Según el Concilio de Nicea, allá por el año 325 de nuestra era, la Iglesia Católica acordó celebrar La Pascua el primer domingo de luna llena luego del primer equinoccio del año. Este es el porqué la Semana Santa no tiene fecha determinada en el calendario.
Desde entonces se discute, incluso entre los obispos reunidos allí por aquella fecha, la divinidad de Jesucristo. Y gracias a esa asamblea, auspiciada por el emperador Constantino, la figura de Jesús tomó el carácter divino que llega hasta nuestros días.

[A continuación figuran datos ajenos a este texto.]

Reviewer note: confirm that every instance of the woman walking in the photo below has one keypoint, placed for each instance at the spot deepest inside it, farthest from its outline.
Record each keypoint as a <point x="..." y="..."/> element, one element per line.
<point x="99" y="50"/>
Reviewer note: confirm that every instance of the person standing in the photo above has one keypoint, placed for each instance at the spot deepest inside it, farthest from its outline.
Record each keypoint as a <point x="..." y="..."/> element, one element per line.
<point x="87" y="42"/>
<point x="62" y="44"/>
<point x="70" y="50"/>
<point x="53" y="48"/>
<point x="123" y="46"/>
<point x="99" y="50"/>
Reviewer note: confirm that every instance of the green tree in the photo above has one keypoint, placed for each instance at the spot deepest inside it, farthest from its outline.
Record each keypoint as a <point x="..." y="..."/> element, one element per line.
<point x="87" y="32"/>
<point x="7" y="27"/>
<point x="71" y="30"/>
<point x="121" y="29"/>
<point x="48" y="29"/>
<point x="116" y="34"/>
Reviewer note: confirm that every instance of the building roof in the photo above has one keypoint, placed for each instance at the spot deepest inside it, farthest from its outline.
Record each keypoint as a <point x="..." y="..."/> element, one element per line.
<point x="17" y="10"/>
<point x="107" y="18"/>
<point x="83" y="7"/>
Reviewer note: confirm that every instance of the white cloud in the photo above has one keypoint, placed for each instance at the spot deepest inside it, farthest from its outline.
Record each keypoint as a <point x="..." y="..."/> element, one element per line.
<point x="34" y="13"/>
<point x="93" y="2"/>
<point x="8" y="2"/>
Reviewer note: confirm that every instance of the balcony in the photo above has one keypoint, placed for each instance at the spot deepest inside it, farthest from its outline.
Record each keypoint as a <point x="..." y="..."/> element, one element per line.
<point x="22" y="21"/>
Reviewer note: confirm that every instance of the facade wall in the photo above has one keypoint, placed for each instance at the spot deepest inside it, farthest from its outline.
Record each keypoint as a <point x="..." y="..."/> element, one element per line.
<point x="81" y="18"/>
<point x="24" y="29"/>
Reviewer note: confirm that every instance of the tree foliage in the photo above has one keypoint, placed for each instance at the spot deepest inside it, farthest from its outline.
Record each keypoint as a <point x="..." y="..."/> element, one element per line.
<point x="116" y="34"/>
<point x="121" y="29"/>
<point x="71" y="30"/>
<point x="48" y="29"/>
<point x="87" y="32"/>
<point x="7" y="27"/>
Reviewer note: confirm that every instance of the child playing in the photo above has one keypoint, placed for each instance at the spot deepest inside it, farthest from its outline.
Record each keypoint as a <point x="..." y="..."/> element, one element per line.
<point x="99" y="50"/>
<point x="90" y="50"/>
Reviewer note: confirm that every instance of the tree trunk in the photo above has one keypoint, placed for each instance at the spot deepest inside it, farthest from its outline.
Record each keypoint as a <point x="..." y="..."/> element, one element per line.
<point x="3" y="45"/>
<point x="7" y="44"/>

Así el cristianismo fue creciendo y diseminándose por todo el mundo, con su doctrina de amor y de concordia, sirviéndole de freno a esa maldad genérica del ser humano con el ejemplo de aquel hombre que se dejó crucificar en pago a la bondad de su doctrina.
Sin embargo, nunca han faltado detractores; su fe se fraccionó y surgieron diferentes tipos de cristianos, incluyendo aquellos que asesinaron en su nombre y los que niegan rotundamente su postulado, sin tener en cuenta que, aún siendo falso, hay mentiras de amor tan generosas, tan llenas de piedad y de ternura, que merecen ser respetadas.
En Cuba está el ejemplo: antes de la revolución nuestro pueblo era muy cristiano. Y ser cristiano es no mentir, es no robar, es no matar; es amar incluso a aquellos que nos causan daño. Y así se nos enseñaba en las escuelas.
Pero el pueblo cubano prefirió a otro profeta y otro sermón desde la montaña, desde donde ese falso predicador prometió lo que nunca cumpliría; sembró el ateísmo, cerró iglesias y expulsó sacerdotes para solamente él sentirse adorado; entonces tomó lo que no era suyo, fusiló a sus oponentes y creó un enemigo a quien echar la culpa de sus fracasos.
Hoy el pueblo de Cuba llora y lamenta y ruegua a los pies de la Cruz que representa al Hijo del Hombre, se le perdone el inmenso pecado de su infidelidad.